Cytological samples of 64 diffuse large B-cell lymphomas (DLBCL), 56 follicular lymphomas (FL), 31 chronic lymphocytic leukemias (CLL), 34 mantle cell lymphomas (MCL), 18 marginal zone lymphomas (MZL) and 15 B-cell lymphomas unclassified were analyzed for CD20 expression by quantitative four-color flow cytometric measurements using FACSCalibur flow cytometer (BD Biosciences).
The range of CD20 expression in different B-cell lymphomas was very broad, varying from 2 737 to 115 623 MESF in CLL and 3 549 to 679 577 MESF in DLBCL. However, when we compared the CD20 expression in the groups of patients with DLBCL, FL, MCL, MZL, CLL and B-cell lymphomas unclassified, it was found to be significantly lower (p = 0.002) only in CLL but did not significantly differ in other lymphoma types (p = NS). Fifty-three out of 218 (24.3%) patients with B-cell lymphomas had the CD20 expression below the cut-off value.
The CD20 expression in CLL is significantly lower than in most histological types of mature B-cell lymphomas in which it appears to be comparable.
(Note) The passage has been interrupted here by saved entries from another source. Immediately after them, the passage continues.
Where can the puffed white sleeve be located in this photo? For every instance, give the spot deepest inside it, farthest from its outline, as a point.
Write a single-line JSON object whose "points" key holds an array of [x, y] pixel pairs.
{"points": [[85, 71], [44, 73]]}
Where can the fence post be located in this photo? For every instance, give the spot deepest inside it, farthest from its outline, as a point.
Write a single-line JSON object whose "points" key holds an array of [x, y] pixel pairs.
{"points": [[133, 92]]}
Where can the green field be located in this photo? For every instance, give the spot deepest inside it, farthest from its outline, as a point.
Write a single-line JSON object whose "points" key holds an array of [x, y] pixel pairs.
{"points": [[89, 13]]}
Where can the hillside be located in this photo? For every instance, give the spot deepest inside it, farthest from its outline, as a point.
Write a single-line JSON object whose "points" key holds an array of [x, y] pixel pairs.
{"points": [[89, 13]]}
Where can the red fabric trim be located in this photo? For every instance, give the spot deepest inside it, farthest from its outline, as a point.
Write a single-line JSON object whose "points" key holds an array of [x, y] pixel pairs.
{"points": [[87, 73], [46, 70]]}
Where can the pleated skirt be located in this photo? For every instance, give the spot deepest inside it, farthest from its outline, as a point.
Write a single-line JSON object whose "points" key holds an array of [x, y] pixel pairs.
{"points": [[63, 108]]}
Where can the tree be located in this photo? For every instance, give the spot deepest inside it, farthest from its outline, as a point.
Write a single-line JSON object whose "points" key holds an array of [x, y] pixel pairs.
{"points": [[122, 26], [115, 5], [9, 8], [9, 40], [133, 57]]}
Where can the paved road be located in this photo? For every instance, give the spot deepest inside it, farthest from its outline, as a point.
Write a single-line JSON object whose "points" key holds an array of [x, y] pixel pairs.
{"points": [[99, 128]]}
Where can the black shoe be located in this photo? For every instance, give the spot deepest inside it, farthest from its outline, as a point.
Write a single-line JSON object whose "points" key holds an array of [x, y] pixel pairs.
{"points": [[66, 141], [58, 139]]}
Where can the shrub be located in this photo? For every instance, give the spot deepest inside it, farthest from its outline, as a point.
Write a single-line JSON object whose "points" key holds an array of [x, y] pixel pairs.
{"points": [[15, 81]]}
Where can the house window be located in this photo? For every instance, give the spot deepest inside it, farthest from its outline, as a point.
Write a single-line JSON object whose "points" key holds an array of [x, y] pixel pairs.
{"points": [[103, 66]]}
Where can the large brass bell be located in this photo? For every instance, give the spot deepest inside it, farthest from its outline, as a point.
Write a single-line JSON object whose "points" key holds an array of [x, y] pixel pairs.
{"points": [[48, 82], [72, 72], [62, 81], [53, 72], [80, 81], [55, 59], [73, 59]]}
Approximately 25% of B-cell lymphoma patients have the CD20 expression below the cut-off value showing that the low CD20 expression might be more common than presumed from our previous study.
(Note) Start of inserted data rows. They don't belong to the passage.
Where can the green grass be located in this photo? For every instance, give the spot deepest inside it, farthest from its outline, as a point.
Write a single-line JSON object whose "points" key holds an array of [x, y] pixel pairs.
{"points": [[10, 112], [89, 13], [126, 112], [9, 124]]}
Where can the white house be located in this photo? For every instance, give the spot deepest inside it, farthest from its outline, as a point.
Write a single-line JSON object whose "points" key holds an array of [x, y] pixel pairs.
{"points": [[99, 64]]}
The study of CD20 expression (cluster of differentiation antigens) in lymphoma cells is vital not only to establish an accurate diagnosis but also to prepare an appropriate plan of treatment with biological drugs [1, 2]. As rituximab is a biological drug most frequently used in the treatment of B-cell lymphomas, the study of CD20 expression is becoming increasingly important, in particular in the light of most effective treatment planning and appropriate following-up of response to treatment. Even so, only few studies on CD20 expression in the patients with different histology types of B-cell lymphoma have been so far performed. In these few studies, it has been confirmed that, in the majority of B-cell lymphomas, the CD20 antigen is expressed on the surface of neoplastic cells; however, the intensity of CD20 expression varies by the type of lymphoma and by the differentiation of lymphoma B-cells. It is therefore assumed that the CD20 expression is low in the cells of B-cell chronic lymphocytic leukemia (CLL), while it is most intense in the cells of diffuse large B-cell lymphoma (DLBCL) and of hairy cell leukemia [3–5]; by contrast, it is only exceptionally aberrantly expressed in the cells of multiple myeloma [6, 7].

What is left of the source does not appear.